Stranger: that's in Africa, right!
So i'm left speechless.😑
— Kreisha Ferguson (@Krelorf) July 9, 2018
When you're first getting to know one another, he doesn't ever presume to know or ask about your "homeland." First of all, how the fuck would I know? He knows it's an ignorant question and keeps it simple. You'll tell him what you realistically know.
He'll be the first to admit he doesn't know a lot about Black history…
Saying (correct) things like, "Every month should be Black History Month!" aren't quite in his vocabulary yet, but you can see them lurking around the corner. Black history wasn't anywhere near his high school social studies textbook outside of slavery, but now he's curious about everything that makes you a melanin goddess. And he better take notes because it's a long list.

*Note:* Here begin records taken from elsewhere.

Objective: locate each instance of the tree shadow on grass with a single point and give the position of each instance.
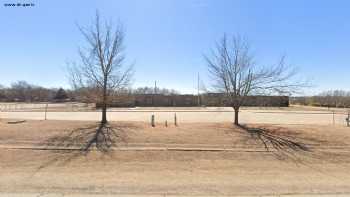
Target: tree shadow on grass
(80, 142)
(283, 146)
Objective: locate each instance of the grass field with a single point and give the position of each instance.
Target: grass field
(197, 158)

…but won't sweat it and seek out the free fucking internet instead to do research
Ta-Nehisi Coates is his go-to woke coach for when the going gets tough in your relationship and he just doesn't "get" why cultural appropriation boils your blood so much. If he has a question about black folk, he won't go to you or his token black friend, but the library. In fact, he might even take a black studies class to educate himself. That's commitment!

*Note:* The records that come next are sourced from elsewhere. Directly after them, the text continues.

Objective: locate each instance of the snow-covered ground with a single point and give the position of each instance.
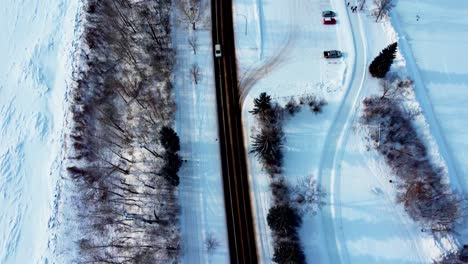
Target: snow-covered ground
(292, 31)
(435, 47)
(361, 222)
(201, 187)
(36, 43)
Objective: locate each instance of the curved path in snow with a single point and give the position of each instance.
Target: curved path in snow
(333, 151)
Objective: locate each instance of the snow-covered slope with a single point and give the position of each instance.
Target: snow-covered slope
(201, 183)
(36, 41)
(433, 36)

Although he's dating you, he'll never try to use a Blaccent around your friends to seem like he's with it
Whoever you're intermixing with is smart enough to know it's disrespectful and making a mockery of your culture just isn't smart if he wants to be with you. He can be his good ol' bland self, because that's what made you sleep with him the first time.
The n-word? What n-word?
Good job, baby.
He's not afraid to meet your extra-ass family who will have absolutely no chill at Thanksgiving
They'll ask all the questions you haven't even gotten around to asking yet, so here's the time to get all the answers. Blacksgiving is where everybody drinks, smokes and acts completely reckless with your non-black boyfriend who's dating you, an independent black woman who honestly doesn't need him for shit. We climbed Lady Liberty for god sakes! Nigga, please!